No documento Teatro vs. game: o drama gamificado (páginas 108-113)

FASE 1: INTERATIVIDADE

3 Teste de Jogo (playtest)

3.3 Temporada-teste: mapeamento de falhas

Fizemos doze apresentações no Teatro Coletivo (São Paulo), com uma média de quinze espectadores por sessão.

Já no saguão, era evidente como o público estava instigado em interagir com a cena usando o próprio aparelho celular. Enquanto pessoas abaixo de 30 anos pareciam entediadas pela redundância de explicações de como se inscrever no software, pessoas entre 30 e 60 anos ficavam desnorteadas, quase desistindo da inscrição. Constatadas essas diferenças geracionais, decidimos que as informações seriam sintetizadas em um cartaz próximo da bilheteria e dois funcionários do teatro ajudariam os espectadores com dificuldades em manipular o próprio aparelho.

Por um erro técnico, smartphones que usavam o sistema operacional OS X apresentaram uma instabilidade que fazia com que algumas versões de iPhones saíssem constantemente do jogo, à revelia da vontade do interator. Não conseguimos resolver este bug até o fim das apresentações.

Figura 17 – iPhone de espectador, tela de abertura.

Na Figura 17, pode-se ver o iPhone de um interator que, durante o espetáculo, retornou para a tela de abertura do software “INCUBADORA”. Tendo em vista que é sempre a interface que cria a jogabilidade, problemas como esse prejudicavam o prazer de interagir. Espectadores portando aparelhos deste tipo tinham que se reinscrever várias vezes, o que foi motivo de reclamações recorrentes.
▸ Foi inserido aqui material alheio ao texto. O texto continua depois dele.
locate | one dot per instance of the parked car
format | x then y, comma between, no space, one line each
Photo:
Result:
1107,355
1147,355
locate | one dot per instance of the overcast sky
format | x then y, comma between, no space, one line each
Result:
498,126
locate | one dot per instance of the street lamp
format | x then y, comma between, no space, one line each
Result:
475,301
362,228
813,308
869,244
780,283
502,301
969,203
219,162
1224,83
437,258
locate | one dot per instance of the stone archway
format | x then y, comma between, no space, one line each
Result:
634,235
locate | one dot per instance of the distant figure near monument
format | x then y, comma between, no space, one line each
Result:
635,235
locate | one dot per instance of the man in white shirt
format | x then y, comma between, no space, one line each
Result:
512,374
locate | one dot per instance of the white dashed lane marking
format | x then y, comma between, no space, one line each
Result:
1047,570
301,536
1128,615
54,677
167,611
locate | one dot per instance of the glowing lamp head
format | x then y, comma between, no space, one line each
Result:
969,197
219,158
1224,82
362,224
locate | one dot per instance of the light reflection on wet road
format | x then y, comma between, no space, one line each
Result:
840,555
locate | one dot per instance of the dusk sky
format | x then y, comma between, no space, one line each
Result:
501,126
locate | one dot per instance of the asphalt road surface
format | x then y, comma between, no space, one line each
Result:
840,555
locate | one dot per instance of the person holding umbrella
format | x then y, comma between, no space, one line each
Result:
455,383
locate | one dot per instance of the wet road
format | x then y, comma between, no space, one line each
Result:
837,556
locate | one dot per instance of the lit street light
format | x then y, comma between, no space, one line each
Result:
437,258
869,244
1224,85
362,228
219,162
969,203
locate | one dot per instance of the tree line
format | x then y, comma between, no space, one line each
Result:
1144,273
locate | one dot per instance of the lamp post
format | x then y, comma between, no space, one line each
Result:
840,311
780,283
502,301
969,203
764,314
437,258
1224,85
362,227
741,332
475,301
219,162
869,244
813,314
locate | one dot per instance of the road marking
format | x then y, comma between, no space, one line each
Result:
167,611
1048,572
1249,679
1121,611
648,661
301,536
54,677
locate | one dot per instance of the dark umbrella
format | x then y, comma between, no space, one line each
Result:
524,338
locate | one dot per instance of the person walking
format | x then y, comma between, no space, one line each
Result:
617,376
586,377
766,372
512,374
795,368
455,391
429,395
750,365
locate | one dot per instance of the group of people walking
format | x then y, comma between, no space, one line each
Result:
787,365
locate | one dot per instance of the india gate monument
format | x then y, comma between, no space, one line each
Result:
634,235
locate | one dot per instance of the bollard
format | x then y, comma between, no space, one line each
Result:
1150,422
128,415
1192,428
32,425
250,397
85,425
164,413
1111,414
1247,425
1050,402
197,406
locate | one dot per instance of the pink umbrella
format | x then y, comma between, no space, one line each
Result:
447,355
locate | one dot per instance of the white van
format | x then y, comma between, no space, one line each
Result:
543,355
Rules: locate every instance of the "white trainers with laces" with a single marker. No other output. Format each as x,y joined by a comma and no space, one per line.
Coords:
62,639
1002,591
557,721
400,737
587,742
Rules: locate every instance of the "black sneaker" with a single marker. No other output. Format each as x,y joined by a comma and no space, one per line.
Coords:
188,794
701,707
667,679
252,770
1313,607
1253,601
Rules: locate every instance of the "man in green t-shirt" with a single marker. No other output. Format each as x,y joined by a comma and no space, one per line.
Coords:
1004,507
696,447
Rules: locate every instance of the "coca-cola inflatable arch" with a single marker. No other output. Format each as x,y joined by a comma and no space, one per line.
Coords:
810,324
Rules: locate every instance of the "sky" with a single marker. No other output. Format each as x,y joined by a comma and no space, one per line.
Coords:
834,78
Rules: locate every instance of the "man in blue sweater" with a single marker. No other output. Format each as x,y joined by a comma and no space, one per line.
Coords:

Para além dessas pessoas prejudicadas, em todas as apresentações notamos que, logo no início, os espectadores conectados apertavam botões aleatoriamente para testar a interface. Jogadores, normalmente, esperam que games reajam imediatamente aos seus estímulos. Em razão de o “espetáculo-game” ser cooperativo, o software funcionava por votação. O tempo de espera em que outras pessoas faziam suas escolhas gerava ansiedade, afinal, todos queriam assistir, o quanto antes, ao resultado de suas intervenções. Para não perder a credibilidade do jogo, a voz em off salientava a importância da cooperação entre os espectadores, mas isso não era suficiente. Ao ver, finalmente, seu apelido contabilizado pelo sistema, os interatores mostravam sinais de satisfação.

Ainda assim, a ansiedade, de fato, só diminuía quando os espectadores se certificavam de que o apertar de um botão, mais do que os nomes projetados, implicava também uma mudança da encenação. Efetuava-se o pacto de jogo, surgindo o prazer de agir sobre o evento.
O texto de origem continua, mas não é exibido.